KBIT creates multiple practice cases that:
- Are problem and disease specific.
- Support the development and refinement of pattern matching and pattern discrimination capabilities.
- Expose students to multiple case portrayals which vary in difficulty from prototypical to atypical.
- Provide students with pattern recognition oriented feedback.
- And allows the institution to set the performance criteria to help assess competence.
KBIT is used with UNTHSC Texas College of Osteopathic Medicine second year medical students to aid in DDX training in support of the medical school’s curriculum. Second year medical students also participate in a Capstone course to aid in the student’s acquisition, comprehension and application of medical knowledge skills, including differential diagnosis, scientific explanation of findings, and selection of treatments for common and important presentations of Geriatric problems. The GET-IT Program and Drs. Papa and Oglebsy are working together to develop several Geriatrics differential diagnosis tutorial KBIT modules. Drs. Pappa, Oglesby, and Jennifer Heffernan MD of the UNTHSC GET-IT Program have developed the first of these geriatrics diagnosis tutorials, the Delirium KBIT.

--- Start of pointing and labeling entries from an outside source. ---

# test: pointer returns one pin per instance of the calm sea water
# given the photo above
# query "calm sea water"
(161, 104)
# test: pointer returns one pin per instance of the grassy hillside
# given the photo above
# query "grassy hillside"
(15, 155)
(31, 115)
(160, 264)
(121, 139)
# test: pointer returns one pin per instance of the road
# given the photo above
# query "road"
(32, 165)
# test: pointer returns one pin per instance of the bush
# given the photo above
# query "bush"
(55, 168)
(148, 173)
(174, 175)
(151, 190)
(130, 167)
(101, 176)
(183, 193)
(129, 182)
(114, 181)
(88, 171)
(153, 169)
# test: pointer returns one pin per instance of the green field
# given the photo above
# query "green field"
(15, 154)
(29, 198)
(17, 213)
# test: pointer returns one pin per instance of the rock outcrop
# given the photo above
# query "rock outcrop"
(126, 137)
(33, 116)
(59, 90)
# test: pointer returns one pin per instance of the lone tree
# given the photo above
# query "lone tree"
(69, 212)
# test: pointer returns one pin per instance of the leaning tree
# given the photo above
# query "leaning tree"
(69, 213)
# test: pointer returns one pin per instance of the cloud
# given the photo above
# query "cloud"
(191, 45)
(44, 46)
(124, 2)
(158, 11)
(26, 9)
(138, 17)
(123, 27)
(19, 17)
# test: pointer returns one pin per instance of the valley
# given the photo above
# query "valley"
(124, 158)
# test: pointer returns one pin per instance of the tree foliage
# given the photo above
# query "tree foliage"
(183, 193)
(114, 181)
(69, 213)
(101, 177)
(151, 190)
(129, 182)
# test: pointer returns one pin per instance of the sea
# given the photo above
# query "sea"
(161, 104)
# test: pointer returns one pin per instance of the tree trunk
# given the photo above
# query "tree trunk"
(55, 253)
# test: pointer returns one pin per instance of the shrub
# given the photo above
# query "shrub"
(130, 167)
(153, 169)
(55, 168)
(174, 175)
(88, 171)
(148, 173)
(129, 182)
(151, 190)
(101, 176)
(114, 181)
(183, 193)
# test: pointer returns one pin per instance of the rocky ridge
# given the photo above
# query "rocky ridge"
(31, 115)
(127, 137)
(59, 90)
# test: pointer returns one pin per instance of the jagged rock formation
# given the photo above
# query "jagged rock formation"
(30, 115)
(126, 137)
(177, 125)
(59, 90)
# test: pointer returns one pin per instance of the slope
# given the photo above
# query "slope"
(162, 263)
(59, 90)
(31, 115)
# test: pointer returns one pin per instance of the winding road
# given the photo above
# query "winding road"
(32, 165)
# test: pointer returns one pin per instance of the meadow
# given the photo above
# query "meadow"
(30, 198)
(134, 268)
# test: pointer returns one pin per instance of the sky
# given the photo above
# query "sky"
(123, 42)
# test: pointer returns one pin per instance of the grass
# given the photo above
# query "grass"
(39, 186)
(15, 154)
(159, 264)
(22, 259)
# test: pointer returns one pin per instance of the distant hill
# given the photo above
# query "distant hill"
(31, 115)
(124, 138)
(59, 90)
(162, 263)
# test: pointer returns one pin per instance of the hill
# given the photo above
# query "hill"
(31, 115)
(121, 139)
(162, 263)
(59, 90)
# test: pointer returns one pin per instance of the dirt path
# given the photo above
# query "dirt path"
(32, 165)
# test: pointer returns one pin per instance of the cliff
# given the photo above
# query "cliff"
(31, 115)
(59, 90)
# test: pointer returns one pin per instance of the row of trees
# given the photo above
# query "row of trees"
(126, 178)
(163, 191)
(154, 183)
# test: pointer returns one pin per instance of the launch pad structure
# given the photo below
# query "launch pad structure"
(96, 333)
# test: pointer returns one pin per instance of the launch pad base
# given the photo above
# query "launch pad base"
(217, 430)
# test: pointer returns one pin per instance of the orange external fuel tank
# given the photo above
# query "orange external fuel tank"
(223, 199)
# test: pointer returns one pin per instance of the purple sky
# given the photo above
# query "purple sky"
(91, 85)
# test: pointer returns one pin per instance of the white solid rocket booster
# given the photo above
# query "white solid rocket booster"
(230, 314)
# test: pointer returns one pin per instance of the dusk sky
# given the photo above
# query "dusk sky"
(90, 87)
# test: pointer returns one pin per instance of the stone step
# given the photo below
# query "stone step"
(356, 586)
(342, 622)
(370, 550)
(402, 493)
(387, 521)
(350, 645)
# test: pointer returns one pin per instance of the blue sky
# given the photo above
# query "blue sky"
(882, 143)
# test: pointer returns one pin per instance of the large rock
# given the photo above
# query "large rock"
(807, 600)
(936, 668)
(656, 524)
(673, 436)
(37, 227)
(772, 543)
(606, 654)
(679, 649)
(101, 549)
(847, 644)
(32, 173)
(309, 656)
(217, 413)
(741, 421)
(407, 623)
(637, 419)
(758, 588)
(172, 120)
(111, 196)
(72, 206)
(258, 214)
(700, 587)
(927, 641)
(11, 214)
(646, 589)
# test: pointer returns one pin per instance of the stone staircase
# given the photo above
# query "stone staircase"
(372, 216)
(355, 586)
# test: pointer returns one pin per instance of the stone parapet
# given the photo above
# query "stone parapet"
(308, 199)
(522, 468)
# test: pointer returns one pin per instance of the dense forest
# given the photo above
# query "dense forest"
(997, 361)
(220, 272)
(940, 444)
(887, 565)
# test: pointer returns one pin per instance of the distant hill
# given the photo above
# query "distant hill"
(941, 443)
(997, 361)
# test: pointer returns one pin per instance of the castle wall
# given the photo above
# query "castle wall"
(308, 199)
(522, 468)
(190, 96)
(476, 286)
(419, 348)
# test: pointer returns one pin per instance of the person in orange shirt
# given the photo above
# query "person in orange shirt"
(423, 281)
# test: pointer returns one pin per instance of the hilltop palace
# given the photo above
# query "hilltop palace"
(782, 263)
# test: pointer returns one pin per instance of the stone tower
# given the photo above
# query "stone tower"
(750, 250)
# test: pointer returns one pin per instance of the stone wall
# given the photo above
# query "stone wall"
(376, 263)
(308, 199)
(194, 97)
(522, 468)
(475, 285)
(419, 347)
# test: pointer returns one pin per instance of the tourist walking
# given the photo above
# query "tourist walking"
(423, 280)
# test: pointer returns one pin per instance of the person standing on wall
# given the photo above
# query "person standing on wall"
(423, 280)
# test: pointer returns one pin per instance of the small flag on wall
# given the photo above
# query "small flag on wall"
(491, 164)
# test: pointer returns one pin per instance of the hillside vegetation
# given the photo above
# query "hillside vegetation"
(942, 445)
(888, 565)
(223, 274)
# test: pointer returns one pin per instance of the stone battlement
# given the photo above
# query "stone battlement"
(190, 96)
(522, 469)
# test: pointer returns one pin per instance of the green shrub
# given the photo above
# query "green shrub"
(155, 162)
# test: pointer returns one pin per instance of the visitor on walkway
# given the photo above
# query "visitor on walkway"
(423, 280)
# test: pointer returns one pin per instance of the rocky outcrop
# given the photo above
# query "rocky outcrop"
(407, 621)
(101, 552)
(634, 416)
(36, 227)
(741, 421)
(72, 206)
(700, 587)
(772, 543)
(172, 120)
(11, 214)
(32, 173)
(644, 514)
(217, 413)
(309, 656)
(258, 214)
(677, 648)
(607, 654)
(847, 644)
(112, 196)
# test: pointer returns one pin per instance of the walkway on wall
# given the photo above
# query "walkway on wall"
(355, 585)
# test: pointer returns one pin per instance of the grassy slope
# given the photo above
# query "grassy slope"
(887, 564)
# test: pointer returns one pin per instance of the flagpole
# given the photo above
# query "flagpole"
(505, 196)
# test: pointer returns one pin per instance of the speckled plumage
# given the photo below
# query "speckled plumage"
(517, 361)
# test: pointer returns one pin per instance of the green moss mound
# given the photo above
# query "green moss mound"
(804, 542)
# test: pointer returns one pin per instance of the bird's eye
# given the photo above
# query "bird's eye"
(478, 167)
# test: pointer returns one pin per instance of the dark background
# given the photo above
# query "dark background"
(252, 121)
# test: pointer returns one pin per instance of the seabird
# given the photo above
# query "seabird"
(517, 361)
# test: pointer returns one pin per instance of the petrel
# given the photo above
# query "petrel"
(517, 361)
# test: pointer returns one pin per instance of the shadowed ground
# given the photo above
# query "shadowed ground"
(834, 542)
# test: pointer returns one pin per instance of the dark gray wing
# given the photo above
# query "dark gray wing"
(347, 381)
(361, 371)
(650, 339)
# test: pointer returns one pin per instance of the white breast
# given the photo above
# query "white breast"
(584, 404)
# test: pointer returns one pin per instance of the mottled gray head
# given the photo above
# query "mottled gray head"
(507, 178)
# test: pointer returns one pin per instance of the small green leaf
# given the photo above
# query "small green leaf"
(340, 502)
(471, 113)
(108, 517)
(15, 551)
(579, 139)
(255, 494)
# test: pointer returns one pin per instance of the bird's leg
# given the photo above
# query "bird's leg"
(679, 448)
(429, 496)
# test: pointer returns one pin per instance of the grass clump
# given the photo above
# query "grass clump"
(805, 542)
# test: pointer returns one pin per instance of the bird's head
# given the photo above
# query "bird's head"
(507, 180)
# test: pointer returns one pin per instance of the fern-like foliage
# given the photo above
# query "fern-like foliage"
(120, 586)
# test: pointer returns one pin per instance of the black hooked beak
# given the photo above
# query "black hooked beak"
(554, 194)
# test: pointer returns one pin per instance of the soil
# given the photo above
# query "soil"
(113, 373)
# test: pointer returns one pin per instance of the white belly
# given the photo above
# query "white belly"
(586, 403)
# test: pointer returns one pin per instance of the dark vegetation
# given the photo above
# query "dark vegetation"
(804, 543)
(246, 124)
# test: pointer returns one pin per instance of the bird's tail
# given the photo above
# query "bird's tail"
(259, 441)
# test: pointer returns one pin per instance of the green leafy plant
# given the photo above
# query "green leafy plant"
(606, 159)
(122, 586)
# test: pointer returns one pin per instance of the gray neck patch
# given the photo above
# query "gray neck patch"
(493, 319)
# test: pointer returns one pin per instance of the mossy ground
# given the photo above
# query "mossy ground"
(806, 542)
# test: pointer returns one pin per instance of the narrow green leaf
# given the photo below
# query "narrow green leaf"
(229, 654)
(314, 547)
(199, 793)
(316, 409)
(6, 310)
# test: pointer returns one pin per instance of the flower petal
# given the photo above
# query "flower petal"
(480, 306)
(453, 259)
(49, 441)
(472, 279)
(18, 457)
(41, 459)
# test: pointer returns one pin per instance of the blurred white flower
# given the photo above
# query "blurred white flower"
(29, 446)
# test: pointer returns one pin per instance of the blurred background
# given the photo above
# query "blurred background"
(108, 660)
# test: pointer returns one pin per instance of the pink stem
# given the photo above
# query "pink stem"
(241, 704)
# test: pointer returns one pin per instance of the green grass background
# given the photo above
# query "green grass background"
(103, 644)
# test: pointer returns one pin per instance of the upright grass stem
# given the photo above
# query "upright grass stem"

The Delirium differential diagnosis tutorial is accessible on the ACDET web site at www.acdet.com under the demo tab, and is available for use free of charge. The Delirium KBIT module is the first to be completed and will be followed by Dementia and Incontinence modules which will be available for use upon completion. Drs. Pappa and Oglesby market their other differential diagnosis modules which are available for charge through their company ACDET.